Herrenmode: In Würde schwitzen

25. August 2018, Telepolis

Deutschlands Mode-Experten wollen einen Trend ausgemacht haben: Die Herrenmode werden immer lässiger und körperbetonter. Doch woher kommt diese Lässigkeit und was betonen Männer mit schlabbrigen Jogginghosen und Shorts, die nicht kurz sind, wirklich?

Jedes Jahr im Sommer, wenn der Bundestag und die Bundesliga Pause machen, tut sich in den Medien ein gähnendes Loch auf. Zum Gähnen ist meist auch der Füllstoff, mit denen sie es zu stopfen versuchen. Immer wieder gerne genommen werden Artikel, in denen Mode-Expertinnen und -Experten die Leserschaft darüber aufklären, was Mann und Frau an heißen Tagen anziehen darf, im Büro und in der Freizeit.

Man muss sich dieses meist völlig unreflektierte Geschwafel nicht antun, doch zwischen den Zeilen kann man viel daraus lernen: über Standesdünkel, antiquiertes Rollendenken und Spießertum.
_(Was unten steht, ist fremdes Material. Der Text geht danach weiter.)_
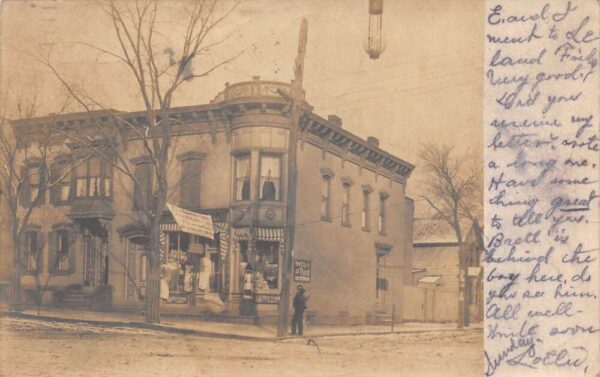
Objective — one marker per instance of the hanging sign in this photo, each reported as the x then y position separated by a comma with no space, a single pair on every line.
302,270
191,222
Der Standesdünkel zeigt sich selten in direkter Form, eher durch Weglassen: Büromenschen schreiben über Leute, die im Büro arbeiten. Wer etwas auf sich hält, trägt Anzug und dämpft den Schweißgeruch mit Achselpads. Der Portier darf ruhig kurze Hemden tragen. Wie es um die Geschlechterrollen in unserer ach so individualisierten Gesellschaft bestellt ist, scheint gerade dort am deutlichsten auf, wo ein angeblicher Trend belegen soll, wie fluide sie doch inzwischen seien.
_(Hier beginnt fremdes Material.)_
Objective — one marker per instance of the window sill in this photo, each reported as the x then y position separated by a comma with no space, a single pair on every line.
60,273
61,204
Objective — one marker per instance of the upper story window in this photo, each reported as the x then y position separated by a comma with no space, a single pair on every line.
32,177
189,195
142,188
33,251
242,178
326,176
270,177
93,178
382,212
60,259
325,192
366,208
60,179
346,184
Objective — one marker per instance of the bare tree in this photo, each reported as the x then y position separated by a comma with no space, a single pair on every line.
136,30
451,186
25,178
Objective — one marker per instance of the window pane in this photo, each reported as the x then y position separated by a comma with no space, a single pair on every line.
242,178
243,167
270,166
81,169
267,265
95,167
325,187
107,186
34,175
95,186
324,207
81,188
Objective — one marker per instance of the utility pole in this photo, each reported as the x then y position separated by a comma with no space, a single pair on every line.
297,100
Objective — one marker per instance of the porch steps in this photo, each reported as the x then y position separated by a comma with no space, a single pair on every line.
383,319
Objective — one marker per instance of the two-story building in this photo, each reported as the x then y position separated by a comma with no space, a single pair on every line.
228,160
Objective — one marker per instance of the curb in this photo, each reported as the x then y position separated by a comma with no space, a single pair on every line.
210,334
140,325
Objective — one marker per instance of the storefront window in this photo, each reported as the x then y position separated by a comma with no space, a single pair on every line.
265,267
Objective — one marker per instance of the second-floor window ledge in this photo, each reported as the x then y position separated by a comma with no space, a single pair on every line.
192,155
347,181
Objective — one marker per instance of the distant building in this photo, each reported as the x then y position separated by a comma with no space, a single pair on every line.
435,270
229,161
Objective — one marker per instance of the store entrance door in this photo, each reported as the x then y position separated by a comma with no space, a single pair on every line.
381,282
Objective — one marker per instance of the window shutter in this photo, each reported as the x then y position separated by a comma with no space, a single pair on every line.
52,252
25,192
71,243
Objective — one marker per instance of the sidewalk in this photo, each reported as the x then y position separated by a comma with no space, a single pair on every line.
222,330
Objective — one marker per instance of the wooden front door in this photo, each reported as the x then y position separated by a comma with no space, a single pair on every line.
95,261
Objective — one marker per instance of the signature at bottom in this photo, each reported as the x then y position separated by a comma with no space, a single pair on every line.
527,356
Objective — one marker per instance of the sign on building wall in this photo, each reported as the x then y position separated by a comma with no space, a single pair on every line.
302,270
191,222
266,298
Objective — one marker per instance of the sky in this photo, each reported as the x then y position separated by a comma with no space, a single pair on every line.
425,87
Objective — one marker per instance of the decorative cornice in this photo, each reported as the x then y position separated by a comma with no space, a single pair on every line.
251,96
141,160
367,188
„Ist 2018 das Jahr, in dem die kurze Hose beim Mann ihren Durchbruch erlebt?“,
fragt [1] das Faktenmagazin Focus und ergänzt: „In deutschen Städten könnte man auf der Straße und in Parks diesen Eindruck gewinnen.“ Ja, tatsächlich. Vielleicht liegt es aber auch einfach daran, dass der Sommer in diesem Jahr so lang und so heiß ist. In dem zugehörigen Artikel der Deutschen Presse-Agentur (dpa), der unter anderem auch von der Süddeutschen [2] verwurstet wurde, geht es eher um die altbekannte Frage, wann, wo und unter welchen Umständen Männer kurze Hosen tragen dürfen. Zum Einstieg werden zwei der beliebtesten Kontra-Argumente aufgewärmt: Im Gegensatz zu Frauen, die im Sommer viel Haut zeigten, sorgten sich Männer, nicht ernstgenommen zu werden, „wenn sie wie kleine Jungs eine kurze Hose anziehen.“ Und „Stilexperten“ zuckten zusammen, „wenn sie an behaarte Unterschenkel in der Öffentlichkeit denken“.